Эллиот думал, что, если конец неизбежен, нужно пользоваться жизнью, пока светит солнце. И он снова начал принимать гостей. Его приемы не пользовались прежним успехом, потому что он очень изменился: цинизм и нарочито издевательская манера общения, которых раньше не было, отталкивали людей. Никто не догадывался о его денежных затруднениях. Все, конечно, знали о том, что его карьера закончилась, но думали, что на банковском счету Эллиота лежит кругленькая сумма, которую он успел скопить во время процветания.
Но вот однажды Дону позвонил директор банка и попросил его заглянуть для беседы. Эллиот знал, что означает этот звонок: он превысил свой счет на двадцать тысяч долларов, и директор, с которым они частенько играли в гольф, сказал, что, к сожалению, не может предоставить кредит в дальнейшем.
— Правление требует погасить перерасход. Что вы можете сделать, Дон?
— Положитесь на меня, — улыбнулся Эллиот. — Я все улажу. Какая муха укусила ваших людей, Джек? Двадцать тысяч — это же мелочь.
Директор согласился, но объяснил, что на него нажимает правление.
— Нужно уменьшить перерасход хотя бы наполовину, Дон.

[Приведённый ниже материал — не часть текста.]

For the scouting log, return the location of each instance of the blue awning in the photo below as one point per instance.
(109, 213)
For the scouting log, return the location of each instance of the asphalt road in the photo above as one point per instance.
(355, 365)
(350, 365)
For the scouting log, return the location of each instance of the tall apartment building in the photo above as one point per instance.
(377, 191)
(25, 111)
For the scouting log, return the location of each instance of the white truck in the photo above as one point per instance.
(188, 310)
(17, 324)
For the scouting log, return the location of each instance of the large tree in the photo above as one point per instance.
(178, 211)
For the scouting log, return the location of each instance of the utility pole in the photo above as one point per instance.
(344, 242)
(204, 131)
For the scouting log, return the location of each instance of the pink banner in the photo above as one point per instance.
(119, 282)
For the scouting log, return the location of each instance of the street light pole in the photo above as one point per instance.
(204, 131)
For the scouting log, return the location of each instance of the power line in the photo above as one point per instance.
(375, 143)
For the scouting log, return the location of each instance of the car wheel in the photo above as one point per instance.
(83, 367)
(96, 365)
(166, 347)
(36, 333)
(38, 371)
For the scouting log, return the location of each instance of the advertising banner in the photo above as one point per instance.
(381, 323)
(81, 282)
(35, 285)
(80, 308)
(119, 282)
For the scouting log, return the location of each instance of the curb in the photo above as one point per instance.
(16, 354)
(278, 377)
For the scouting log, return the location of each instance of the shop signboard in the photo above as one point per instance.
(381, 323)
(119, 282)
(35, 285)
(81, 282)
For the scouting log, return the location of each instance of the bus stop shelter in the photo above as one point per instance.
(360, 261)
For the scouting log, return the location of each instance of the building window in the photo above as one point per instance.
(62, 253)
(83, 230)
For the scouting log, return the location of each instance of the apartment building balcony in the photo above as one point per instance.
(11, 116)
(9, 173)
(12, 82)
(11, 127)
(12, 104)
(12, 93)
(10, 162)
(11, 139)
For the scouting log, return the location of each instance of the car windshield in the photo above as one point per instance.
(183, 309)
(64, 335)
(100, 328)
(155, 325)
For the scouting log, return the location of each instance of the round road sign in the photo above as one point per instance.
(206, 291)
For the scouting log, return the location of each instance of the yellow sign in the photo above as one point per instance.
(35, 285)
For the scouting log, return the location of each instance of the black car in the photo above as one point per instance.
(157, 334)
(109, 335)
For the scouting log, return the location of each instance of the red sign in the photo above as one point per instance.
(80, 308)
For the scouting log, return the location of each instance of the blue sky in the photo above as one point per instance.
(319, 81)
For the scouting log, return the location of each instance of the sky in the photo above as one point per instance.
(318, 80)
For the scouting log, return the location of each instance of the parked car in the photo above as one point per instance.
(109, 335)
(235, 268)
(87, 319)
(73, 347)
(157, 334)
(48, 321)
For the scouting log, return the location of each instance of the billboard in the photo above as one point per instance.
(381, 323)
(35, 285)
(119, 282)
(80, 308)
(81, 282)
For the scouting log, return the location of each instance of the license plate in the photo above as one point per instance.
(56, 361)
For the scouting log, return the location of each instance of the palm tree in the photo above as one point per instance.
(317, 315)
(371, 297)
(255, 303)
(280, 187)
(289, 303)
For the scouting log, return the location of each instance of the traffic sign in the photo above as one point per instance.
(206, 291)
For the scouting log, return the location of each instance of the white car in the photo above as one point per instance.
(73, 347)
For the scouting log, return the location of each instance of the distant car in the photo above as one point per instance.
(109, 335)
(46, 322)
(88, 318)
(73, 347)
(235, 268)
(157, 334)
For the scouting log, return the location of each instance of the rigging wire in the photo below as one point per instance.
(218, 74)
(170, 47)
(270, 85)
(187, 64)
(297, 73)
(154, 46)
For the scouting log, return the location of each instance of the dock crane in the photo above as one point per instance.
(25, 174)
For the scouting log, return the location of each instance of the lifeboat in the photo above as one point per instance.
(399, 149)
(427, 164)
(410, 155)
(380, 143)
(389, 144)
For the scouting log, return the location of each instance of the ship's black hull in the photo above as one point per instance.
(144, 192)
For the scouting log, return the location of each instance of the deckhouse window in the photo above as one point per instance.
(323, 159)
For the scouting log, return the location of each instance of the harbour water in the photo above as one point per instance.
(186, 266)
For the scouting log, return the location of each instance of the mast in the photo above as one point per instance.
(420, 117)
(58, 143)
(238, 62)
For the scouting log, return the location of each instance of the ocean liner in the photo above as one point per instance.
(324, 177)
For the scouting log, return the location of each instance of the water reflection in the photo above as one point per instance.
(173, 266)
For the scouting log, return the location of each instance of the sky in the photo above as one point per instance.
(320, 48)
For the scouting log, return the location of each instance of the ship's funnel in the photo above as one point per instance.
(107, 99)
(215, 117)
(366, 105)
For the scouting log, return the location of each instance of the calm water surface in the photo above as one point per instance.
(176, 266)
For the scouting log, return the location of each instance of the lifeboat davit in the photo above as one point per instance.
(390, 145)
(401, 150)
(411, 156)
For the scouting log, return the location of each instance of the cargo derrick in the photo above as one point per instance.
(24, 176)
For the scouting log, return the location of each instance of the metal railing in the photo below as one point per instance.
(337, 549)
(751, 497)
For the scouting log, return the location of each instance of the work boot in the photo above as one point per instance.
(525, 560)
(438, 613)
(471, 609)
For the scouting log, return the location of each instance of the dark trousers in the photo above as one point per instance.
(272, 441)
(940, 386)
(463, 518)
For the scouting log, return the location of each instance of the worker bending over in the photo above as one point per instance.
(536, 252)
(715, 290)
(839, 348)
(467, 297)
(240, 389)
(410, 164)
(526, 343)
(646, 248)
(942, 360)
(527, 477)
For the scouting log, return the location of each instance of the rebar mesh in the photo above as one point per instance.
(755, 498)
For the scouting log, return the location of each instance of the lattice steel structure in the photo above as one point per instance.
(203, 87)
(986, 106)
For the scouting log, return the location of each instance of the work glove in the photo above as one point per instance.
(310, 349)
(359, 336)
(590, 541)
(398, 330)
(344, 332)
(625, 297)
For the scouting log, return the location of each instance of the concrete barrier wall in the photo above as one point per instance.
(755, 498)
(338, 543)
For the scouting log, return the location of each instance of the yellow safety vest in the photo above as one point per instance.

Эллиот обещал все устроить и вышел.
На прошлой неделе ему доставили «ройс», это была единственная в своем роде машина в Парадиз-Сити. Эллиоту предложили ее первому, и он просто не мог бороться с соблазном, зная, что агент не будет слишком торопить с оплатой. Оказалось, что великолепная машина помогла ему поддержать кредит. Стоило подъехать к какому-нибудь магазину или ателье, и кредит был обеспечен. Никому и в голову не приходило, что владелец такой машины может быть нищим.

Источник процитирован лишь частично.